Amnesty International says the use of the death penalty in 2020 was the lowest in at least a decade, though the “unprecedented challenges” of the COVID-19 pandemic were not enough to deter Iran and 17 other countries from carrying out executions last year.
At least 483 people were known to have been executed globally, a decrease of 26 percent compared with 2019, the London-based human rights watchdog said in its annual global review of the death penalty published on April 21.
The figure, which showed the fifth consecutive year-on-year decline, does not include countries that classify death penalty data as state secrets or for which limited information is available. Those countries include China, North Korea, Syria, and Vietnam.
The number of countries known to still use execution decreased by two last year to 18.
Iran (at least 246), Egypt (at least 107), Iraq (at least 45), and Saudi Arabia (27) accounted for 88 percent of all known executions.
The number of death sentences known to have been imposed across the world – at least 1,477 – was down by 36 percent compared to 2019.
“As the world focused on finding ways to protect lives from COVID-19, several governments showed a disturbing determination to resort to the death penalty and execute people no matter what,” said Amnesty International’s Secretary-General Agnes Callamard.
The pandemic “meant that many people on death row were unable to access in-person legal representation, and many of those wanting to provide support had to expose themselves to considerable – yet absolutely avoidable – health risks,” said Callamard, who called the use of the death penalty under these conditions “a particularly egregious assault on human rights.”
China is believed to execute thousands of people each year, making it the world’s most prolific executioner, Amnesty International said in its report, titled Death Sentences And Executions 2020.
The group said recorded executions in Iran continued to be lower than previous years, but the country “increasingly used the death penalty as a weapon of political repression against dissidents, protesters and members of ethnic minority groups, in violation of international law.”
Egypt tripled its yearly execution figure compared to 2019, while recorded executions in Saudi Arabia dropped by 85 percent and more than halved in Iraq.
The United States was the only country in the Americas to carry out executions in 2020. The administration of former U.S. President Donald Trump resumed federal executions after a 17-year hiatus and put a “staggering” 10 men to death in less than six months.
India, Oman, Qatar, and Taiwan also resumed executions.
Amnesty International recorded decreases in the number of new death sentences imposed in 30 out of 54 countries where death sentences were known to have been imposed.
In Pakistan, that figure decreased from at least 632 in 2019 to at least 49 last year.
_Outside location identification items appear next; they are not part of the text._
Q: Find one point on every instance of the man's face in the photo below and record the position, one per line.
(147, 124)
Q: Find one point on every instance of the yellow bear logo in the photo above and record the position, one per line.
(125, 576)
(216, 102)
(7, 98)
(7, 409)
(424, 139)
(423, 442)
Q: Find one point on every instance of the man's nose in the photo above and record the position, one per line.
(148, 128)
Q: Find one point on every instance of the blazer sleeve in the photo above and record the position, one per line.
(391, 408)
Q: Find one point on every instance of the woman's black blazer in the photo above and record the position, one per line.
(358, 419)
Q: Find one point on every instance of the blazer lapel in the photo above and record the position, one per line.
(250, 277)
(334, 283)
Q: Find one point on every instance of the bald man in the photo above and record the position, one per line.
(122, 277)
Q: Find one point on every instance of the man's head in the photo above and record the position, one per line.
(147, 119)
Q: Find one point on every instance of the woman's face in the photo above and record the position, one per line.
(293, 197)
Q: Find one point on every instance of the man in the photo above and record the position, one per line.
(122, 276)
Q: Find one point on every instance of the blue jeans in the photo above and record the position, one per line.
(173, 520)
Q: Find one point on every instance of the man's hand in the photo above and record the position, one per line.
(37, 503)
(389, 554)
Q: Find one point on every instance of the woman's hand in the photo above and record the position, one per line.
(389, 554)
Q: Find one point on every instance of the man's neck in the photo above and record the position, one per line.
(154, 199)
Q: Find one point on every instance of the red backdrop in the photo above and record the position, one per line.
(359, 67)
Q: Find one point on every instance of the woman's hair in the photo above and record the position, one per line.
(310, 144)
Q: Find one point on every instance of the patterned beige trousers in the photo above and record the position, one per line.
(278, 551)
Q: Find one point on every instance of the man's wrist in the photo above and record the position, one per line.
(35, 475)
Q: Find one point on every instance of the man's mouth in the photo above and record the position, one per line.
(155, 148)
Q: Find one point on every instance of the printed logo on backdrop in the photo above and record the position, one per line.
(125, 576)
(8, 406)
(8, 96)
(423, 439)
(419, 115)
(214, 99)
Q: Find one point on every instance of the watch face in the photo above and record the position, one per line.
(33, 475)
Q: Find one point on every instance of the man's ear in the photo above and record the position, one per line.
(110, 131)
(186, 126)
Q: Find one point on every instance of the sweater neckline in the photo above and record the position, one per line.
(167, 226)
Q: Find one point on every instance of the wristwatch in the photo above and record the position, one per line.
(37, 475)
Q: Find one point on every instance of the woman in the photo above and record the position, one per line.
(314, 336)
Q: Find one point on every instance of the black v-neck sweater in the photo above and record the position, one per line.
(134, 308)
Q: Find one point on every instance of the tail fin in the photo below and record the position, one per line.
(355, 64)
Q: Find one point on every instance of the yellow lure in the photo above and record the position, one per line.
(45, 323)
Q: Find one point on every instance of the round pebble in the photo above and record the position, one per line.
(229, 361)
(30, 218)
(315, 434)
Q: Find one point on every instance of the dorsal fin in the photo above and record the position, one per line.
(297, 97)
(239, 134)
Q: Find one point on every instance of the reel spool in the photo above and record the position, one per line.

In 2020, no executions were recorded in Pakistan and five other countries that carried out executions in 2019 – Belarus, Bahrain, Japan, Singapore, and Sudan.
Chad and the U.S. state of Colorado abolished the death penalty last year, while Kazakhstan committed to abolition under international law and Barbados concluded reforms to repeal the mandatory death penalty.
As of April 2021, 108 countries had abolished the death penalty for all crimes and 144 countries have abolished it in law or practice.
“Despite the continued pursuit of the death penalty by some governments, the overall picture in 2020 was positive,” Callamard said, noting that the continuing decrease of known executions brings the world “closer to consigning the ultimate cruel, inhuman and degrading punishment to the history books.”